« Quand les consommateurs veulent du poisson durable, il existe deux options pour répondre à cette demande : la pêche peut devenir plus durable ou la définition de durable peut être édulcorée jusqu’à devenir pratiquement dénuée de sens. Avec le label MSC, c’est la seconde option qui a été maintes fois choisie » déclare Jennifer Jacquet, professeur adjoint à l'Université de New York et l'un des onze auteurs de l'étude parue dans la revue Biological Conservation.
L'étude peut être lue ici: http://bit.ly/ZFKU5Y
La triple expansion de la pêche – plus loin, plus profond, à la recherche de nouvelles espèces – a conduit à l'appauvrissement de nombreuses populations de poissons marins. En réponse, de nombreuses initiatives de marché visant les consommateurs et comprenant « l'éco-labellisation » ont vu le jour de façon à modifier la demande. La création en 1997 du Marine Stewardship Council (MSC), basé à Londres, en a fait partie. Le MSC est à l’origine un projet conjoint entre le World Wildlife Fund et Unilever, pensé comme un outil de conservation ayant pour but de fournir aux consommateurs « le meilleur choix environnemental en produits de la mer » et de créer des incitations positives qui permettraient d'améliorer le statut et la gestion des pêches.
Cependant, des ONG ont formulé leurs préoccupations quant au processus de certification MSC, remettant en question les prétentions du label d’avoir un programme d'étiquetage écologique offrant « le meilleur choix environnemental en produits de la mer ». Son processus de certification est financé par la pêcherie qui cherche à être labellisée, avec des tarifs qui dépendent de la taille et de la complexité de la pêcherie. Le MSC estime que la plupart des certifications coûtent entre 15 000 et 120 000 US$. Depuis sa création, le MSC a certifié plus de 170 pêcheries, avec des clients dépensant entre 2,3 et 18,7 millions de dollars pour obtenir la certification.
Pour évaluer la viabilité du programme de labellisation MSC, les chercheurs ont examiné 19 objections formelles, principalement formulées par des ONG, à propos des certifications accordées par le MSC aux pêcheries de légine australe, de krill antarctique et d’autres encore. Ces pêcheries correspondent, en poids, à un tiers de toutes les pêcheries certifiées par le MSC. Les objections sont évaluées par un arbitre indépendant désigné par le MSC. Or dans 18 cas sur 19, la certification MSC a été maintenue.
Dans l'analyse publiée dans Conservation Biology, les chercheurs ont tenté de déterminer si ces pêcheries répondaient effectivement aux principes établis par le MSC permettant d’accéder à la certification. Le MSC utilise trois grands principes que les certificateurs tiers interprètent pour déterminer si la pêche est « durable » et peut être labellisée MSC. Ces trois principes sont la durabilité des stocks ciblés, un impact faible des pêches sur l'écosystème et une gestion efficace. Les chercheurs ont établi que nombre de ces pêcheries, représentant 35% des produits de la mer éco-labellisés, ne répondaient pas aux normes du MSC.

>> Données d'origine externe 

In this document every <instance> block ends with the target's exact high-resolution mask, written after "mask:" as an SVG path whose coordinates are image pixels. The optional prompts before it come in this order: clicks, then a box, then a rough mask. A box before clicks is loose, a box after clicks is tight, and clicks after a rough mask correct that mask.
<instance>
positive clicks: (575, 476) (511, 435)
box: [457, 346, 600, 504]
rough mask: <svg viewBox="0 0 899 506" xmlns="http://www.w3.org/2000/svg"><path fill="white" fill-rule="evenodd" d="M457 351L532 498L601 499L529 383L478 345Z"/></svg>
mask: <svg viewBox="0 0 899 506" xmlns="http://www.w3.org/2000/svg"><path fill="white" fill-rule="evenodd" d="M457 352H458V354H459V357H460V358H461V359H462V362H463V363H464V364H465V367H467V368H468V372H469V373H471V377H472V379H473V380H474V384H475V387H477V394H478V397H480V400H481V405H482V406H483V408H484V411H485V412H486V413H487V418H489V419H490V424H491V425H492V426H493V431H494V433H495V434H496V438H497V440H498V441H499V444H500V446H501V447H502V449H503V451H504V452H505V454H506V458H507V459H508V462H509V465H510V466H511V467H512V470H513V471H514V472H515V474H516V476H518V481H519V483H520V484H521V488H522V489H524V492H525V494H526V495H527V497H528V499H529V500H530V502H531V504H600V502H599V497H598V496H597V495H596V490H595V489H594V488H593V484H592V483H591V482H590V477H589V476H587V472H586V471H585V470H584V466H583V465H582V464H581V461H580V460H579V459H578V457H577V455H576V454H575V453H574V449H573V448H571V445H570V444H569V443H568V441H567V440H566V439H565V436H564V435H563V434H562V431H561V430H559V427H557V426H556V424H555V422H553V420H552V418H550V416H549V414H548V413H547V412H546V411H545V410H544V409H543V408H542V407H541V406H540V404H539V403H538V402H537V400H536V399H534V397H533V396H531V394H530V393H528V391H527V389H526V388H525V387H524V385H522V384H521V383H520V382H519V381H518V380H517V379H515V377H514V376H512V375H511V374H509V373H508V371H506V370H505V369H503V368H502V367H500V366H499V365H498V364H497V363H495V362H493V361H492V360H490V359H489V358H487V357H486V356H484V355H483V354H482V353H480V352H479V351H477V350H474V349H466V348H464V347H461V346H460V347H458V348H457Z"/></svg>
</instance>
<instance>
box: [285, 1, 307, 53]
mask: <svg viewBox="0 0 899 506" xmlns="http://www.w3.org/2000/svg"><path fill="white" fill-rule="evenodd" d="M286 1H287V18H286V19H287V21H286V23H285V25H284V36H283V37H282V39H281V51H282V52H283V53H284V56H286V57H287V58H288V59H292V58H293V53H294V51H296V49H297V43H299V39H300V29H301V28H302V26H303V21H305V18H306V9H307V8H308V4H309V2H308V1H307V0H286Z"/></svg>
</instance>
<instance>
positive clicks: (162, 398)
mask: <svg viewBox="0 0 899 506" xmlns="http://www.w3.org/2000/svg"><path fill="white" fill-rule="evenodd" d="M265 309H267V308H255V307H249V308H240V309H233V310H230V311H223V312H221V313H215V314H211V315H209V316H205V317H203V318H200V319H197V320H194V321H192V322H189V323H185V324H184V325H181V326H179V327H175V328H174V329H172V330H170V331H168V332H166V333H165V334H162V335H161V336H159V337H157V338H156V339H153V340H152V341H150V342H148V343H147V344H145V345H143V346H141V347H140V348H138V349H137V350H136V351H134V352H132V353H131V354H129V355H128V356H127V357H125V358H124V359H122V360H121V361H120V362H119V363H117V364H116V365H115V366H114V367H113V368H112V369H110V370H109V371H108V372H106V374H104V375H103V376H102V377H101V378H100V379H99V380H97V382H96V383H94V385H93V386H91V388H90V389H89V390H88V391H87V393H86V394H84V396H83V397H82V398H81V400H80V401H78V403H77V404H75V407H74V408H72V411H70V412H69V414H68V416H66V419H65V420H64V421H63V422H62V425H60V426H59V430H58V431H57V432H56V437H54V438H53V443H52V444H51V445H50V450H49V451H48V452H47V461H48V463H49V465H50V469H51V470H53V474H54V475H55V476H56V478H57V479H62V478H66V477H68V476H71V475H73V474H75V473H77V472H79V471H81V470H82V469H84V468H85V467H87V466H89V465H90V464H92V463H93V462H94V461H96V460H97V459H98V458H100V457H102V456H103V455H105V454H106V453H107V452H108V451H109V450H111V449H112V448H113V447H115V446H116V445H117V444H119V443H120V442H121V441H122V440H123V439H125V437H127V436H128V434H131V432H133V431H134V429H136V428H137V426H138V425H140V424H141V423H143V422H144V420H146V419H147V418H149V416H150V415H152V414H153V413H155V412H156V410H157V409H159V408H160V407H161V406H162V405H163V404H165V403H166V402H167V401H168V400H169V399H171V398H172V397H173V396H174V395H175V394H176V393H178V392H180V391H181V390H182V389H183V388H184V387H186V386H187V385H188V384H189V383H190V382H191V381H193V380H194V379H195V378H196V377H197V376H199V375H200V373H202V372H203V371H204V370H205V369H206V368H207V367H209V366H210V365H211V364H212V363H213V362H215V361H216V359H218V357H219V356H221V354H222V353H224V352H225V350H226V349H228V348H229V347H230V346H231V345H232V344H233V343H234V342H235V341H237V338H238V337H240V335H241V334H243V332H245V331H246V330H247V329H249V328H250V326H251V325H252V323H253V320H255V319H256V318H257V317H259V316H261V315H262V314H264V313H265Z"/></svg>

Par exemple, la pêche à la palangre ciblant l'espadon au Canada viole manifestement le principe concernant les « faibles impacts sur l'écosystème ». Cette pêche a des niveaux élevés de prises accidentelles. La capture de 20 000 espadons par an génère la capture de 100 000 requins ainsi que 1200 tortues caouannes menacées et 170 tortues luth en voie de disparition.
« La définition de la durabilité du MSC est totalement déphasée par rapport à la perception du grand public de ce que signifie ce terme » observe Claire Christian, l'un des co-auteurs de l’étude, analyste politique auprès de la « Antarctic and Southern Ocean Coalition ». « Lorsque le MSC labellise « durable » une pêche à l'espadon qui capture plus de requins que d'espadons, il est temps de réévaluer les normes. »
La pêcherie de colin d'Alaska, l'une des plus importantes aux États-Unis, a également reçu la certification MSC, même si plusieurs décisions de justice avaient jugé que cette pêche n'était pas en conformité avec la législation nationale, une indication qu'elle ne répondait pas au principe du MSC de « gestion efficace ».
Les auteurs concluent que le MSC doit appliquer les principes qu'il a créés pour les pêcheries certifiées. Dans le cas contraire, les consommateurs croient acheter « le meilleur choix environnemental » en produits de la mer, alors qu’il existe une forte chance qu’ils ne le soient pas.